The rating agency says that the funding and liquidity profiles of the centrals may shift somewhat as a result of an anticipated greater use of wholesale markets. Also, DBRS believes the growth of the large credit unions will result in increasing complexity in the centrals’ liquidity and funding programs.

In a report issued Monday, DBRS states it believes funding growth with limited ability to access capital markets will be one of the overall system’s larger financial challenges in coming years, although one that will be adequately addressed. “While Canada’s credit unions do not face growth pressures from equity investors, because they are co-operatives, they must still continue to grow to maintain adequate market share and to continue to provide competitive products, services, and access to their members,” says Robert Long, a DBRS analyst and the study’s author.

DBRS expects wholesale funding to be a growing necessity as the trend of loan growth surpassing deposit growth will likely continue for the industry as a whole, albeit at a slower pace than in the recent past.

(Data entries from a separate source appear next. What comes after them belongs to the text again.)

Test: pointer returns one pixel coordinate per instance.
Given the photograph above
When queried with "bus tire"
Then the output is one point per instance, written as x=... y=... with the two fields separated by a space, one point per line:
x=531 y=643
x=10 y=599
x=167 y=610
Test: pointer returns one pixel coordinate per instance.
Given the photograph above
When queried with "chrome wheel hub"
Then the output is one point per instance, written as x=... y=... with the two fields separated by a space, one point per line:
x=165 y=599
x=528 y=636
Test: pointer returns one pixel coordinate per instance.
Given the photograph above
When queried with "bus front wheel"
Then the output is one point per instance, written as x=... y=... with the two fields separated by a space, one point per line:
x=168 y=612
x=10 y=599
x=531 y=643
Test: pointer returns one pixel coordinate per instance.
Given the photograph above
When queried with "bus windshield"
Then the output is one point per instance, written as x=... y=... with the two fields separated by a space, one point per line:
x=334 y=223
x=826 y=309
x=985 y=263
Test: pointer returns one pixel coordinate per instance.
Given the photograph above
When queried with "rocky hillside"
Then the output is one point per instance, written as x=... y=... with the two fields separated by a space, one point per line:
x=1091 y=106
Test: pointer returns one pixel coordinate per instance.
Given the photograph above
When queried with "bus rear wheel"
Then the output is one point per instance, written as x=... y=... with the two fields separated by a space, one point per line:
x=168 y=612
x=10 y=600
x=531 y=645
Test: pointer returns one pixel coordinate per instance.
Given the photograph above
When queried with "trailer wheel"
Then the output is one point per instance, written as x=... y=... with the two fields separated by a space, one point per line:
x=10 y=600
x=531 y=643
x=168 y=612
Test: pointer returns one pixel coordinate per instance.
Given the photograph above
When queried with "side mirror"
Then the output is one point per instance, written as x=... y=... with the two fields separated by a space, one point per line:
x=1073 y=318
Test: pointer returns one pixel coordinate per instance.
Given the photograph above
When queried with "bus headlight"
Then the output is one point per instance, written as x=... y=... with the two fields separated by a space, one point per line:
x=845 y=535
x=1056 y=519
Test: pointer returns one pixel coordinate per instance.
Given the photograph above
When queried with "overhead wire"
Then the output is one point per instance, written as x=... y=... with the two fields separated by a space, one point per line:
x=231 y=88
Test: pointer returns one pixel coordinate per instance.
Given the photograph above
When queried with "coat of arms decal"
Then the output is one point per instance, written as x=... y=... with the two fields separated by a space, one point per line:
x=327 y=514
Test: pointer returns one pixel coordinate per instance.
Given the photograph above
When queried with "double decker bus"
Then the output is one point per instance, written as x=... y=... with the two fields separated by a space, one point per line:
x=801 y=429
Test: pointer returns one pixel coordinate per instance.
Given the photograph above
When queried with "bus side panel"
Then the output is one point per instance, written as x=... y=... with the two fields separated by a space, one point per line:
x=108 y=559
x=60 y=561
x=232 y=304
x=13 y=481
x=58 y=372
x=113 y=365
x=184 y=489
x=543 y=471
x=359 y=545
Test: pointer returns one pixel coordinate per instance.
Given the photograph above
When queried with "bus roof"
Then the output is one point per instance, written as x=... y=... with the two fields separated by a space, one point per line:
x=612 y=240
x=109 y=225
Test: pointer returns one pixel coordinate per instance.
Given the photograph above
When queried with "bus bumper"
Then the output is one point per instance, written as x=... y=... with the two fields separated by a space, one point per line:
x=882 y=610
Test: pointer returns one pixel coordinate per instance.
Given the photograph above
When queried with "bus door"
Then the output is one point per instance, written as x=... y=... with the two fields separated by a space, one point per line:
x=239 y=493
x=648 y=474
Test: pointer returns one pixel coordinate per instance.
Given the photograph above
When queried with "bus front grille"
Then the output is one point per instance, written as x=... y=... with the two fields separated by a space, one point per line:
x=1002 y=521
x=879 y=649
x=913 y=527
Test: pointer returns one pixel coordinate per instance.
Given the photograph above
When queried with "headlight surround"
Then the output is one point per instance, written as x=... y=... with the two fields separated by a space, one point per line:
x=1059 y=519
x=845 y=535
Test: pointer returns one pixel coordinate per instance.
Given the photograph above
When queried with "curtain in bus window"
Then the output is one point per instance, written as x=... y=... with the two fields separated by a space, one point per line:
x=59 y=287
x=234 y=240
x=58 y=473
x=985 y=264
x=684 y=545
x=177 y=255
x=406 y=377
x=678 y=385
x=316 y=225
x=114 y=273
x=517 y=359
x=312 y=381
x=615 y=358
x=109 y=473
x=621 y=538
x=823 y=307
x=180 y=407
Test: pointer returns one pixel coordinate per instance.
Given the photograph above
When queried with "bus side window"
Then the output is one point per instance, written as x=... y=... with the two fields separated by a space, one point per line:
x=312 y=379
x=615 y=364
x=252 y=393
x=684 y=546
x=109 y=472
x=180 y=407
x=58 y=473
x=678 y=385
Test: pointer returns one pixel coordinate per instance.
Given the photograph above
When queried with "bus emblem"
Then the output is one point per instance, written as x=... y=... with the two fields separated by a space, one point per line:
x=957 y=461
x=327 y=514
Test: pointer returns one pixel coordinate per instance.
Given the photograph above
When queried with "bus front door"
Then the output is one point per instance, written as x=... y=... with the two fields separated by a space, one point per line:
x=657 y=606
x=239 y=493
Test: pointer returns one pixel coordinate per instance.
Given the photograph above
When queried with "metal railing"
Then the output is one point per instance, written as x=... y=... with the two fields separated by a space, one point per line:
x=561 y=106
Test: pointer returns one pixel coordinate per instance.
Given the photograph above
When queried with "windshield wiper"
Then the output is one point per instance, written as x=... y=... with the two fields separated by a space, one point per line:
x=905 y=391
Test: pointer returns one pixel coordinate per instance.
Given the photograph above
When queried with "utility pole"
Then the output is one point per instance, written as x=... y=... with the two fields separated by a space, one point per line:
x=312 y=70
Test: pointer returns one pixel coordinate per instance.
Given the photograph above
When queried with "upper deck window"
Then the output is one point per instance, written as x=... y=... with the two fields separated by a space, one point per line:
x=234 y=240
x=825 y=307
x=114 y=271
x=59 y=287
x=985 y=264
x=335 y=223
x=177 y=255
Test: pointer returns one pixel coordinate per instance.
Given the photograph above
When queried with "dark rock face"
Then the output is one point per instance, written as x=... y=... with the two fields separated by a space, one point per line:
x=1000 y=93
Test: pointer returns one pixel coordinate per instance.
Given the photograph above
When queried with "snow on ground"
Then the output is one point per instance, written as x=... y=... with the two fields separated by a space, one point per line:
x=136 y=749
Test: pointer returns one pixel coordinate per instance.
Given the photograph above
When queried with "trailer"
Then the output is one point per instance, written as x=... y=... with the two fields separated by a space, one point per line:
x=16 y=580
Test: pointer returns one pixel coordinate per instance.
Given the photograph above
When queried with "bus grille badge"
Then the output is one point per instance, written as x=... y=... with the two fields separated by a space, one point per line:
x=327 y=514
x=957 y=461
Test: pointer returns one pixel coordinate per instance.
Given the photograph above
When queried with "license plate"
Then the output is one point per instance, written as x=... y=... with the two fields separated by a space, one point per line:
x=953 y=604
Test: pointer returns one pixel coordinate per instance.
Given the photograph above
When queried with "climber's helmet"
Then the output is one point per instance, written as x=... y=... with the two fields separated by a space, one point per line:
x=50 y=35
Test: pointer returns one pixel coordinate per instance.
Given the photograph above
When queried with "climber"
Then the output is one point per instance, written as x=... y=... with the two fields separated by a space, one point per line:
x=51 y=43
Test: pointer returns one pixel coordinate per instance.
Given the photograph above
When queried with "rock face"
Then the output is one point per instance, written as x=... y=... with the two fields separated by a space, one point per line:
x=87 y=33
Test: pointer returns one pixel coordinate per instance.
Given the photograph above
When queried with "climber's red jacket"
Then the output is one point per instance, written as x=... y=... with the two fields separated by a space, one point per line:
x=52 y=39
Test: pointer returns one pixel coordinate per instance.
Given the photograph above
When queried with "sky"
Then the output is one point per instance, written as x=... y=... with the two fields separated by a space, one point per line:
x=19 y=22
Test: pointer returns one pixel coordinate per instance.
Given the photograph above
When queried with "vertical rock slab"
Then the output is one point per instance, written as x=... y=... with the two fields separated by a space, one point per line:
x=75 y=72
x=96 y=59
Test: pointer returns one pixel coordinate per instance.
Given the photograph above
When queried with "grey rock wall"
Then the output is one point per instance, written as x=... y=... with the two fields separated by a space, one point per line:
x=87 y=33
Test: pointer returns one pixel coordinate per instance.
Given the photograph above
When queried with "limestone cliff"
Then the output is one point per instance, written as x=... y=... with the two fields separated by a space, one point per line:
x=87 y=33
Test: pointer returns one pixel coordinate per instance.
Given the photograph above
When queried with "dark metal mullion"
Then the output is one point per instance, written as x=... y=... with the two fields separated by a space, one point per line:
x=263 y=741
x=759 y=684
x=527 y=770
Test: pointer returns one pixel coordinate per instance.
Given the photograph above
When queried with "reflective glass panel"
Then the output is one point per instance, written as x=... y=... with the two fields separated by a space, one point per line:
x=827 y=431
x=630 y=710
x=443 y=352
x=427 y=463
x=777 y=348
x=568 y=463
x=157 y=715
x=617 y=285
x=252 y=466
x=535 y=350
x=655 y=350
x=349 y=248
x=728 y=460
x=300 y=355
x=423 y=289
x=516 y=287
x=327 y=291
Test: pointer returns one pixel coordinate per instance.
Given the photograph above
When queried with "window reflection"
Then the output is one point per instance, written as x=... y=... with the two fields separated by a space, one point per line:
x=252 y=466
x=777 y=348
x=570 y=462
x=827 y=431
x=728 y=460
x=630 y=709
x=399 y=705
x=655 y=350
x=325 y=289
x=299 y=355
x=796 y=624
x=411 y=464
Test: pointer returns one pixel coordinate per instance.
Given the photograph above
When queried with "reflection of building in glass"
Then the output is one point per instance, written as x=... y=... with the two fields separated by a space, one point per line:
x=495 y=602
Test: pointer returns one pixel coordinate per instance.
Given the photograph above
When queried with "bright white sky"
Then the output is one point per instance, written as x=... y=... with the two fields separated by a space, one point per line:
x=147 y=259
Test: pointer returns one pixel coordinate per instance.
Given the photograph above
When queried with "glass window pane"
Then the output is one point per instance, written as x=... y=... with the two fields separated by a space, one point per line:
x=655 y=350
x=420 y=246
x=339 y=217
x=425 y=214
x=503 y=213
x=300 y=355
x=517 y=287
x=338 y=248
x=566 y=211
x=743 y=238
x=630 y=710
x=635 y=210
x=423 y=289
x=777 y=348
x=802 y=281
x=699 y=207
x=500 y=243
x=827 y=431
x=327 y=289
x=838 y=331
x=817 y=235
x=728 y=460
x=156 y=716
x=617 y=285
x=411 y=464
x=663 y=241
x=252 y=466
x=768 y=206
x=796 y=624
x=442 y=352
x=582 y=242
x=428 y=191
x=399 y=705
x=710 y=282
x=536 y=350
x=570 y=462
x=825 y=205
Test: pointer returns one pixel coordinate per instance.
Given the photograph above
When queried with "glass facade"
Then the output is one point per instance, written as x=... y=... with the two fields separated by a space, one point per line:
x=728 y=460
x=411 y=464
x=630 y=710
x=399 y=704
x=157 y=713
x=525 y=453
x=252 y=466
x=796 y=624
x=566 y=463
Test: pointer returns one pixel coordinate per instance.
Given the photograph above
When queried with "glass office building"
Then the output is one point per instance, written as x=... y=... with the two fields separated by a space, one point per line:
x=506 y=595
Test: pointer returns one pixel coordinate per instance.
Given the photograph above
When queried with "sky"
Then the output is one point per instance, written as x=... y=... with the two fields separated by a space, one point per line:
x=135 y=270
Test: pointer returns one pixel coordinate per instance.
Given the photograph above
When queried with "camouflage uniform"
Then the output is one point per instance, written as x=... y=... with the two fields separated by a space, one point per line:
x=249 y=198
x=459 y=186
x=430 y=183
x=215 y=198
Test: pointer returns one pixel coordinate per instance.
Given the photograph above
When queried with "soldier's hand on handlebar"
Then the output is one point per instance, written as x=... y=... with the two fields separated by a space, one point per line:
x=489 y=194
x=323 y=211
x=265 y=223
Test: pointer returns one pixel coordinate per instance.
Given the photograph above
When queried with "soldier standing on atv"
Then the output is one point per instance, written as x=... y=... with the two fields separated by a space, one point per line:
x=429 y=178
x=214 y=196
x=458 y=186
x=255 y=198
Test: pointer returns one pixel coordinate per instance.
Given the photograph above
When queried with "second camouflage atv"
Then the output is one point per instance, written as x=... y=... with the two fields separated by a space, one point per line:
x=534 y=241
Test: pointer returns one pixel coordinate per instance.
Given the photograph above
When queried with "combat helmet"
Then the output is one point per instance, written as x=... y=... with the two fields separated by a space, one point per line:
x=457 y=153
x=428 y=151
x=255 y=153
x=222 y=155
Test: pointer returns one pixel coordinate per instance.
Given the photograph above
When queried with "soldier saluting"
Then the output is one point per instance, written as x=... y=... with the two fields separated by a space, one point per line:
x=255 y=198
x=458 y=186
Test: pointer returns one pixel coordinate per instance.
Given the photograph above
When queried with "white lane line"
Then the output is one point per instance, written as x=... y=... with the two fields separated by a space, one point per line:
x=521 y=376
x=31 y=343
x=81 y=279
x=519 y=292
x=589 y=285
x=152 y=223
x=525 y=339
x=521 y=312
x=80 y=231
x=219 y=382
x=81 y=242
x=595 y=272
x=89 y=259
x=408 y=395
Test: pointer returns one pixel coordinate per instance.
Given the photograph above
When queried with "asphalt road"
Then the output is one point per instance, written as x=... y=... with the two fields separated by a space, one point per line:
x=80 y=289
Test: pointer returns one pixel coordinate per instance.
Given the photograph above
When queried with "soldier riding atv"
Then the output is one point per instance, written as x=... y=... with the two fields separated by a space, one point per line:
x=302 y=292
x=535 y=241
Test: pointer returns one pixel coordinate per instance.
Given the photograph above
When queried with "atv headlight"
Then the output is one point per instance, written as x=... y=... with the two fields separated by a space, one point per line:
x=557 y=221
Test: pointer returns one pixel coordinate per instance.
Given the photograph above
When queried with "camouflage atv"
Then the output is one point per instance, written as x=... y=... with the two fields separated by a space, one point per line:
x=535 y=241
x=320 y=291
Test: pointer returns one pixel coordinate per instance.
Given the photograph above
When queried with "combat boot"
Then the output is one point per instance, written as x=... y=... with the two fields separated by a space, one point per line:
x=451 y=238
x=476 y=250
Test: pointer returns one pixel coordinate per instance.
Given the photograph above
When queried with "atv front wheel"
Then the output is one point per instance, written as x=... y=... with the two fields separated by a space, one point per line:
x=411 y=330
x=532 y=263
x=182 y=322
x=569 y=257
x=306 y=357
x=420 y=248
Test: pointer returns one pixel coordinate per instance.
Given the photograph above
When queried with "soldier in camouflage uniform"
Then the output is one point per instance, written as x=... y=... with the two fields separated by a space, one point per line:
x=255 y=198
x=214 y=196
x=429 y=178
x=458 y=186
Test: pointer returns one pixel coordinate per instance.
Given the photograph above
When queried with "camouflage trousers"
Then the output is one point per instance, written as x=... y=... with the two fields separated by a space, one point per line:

As a group, the credit union system has generated a reasonable level of growth, particularly in recent years as mortgage originations expanded, it notes. Historically, the credit unions have funded this growth with retail deposits.

“Canada’s credit unions are far from a homogenous group, with differing levels of market penetration, size, sophistication, asset-growth expectations, and deposit-gathering ability,” says Long. “Provincial credit union centrals have historically done a good job in re-allocating excess funding from the credit unions that have it to the ones that need it, although to the extent asset growth exceeds deposit growth for the system as a whole, wholesale funding is required. Wholesale funding at the individual credit union level is not practical except for a select few large credit unions; most wholesale funding activities are carried out at the provincial central level.”

While liquidity is under pressure, DBRS expects all the centrals it rates to continue to maintain adequate liquidity. “The rapid growth in some provinces in recent years has resulted in some reduction in liquidity measures, though the liquidity profiles of the provincial centrals continue to support comparatively high short-term ratings,” it says.

Finally, DBRS notes that asset growth has also resulted in moderately lessened capital ratios and other leverage measures, although all rated entities remain adequate. Despite some anticipated modest stress on the systems as a result of growth, DBRS expects leverage ratios to remain acceptable.

Capital funding at the credit union level is adequate, it says. Although a portion of equity growth has been accomplished through the issuance of investment shares, which DBRS views as lesser-quality capital. “Equity growth at the provincial central level is more of an allocation decision than the result of internal capital generation as most potential equity growth is usually returned to the system through patronage allocations or other distributions,” says Long.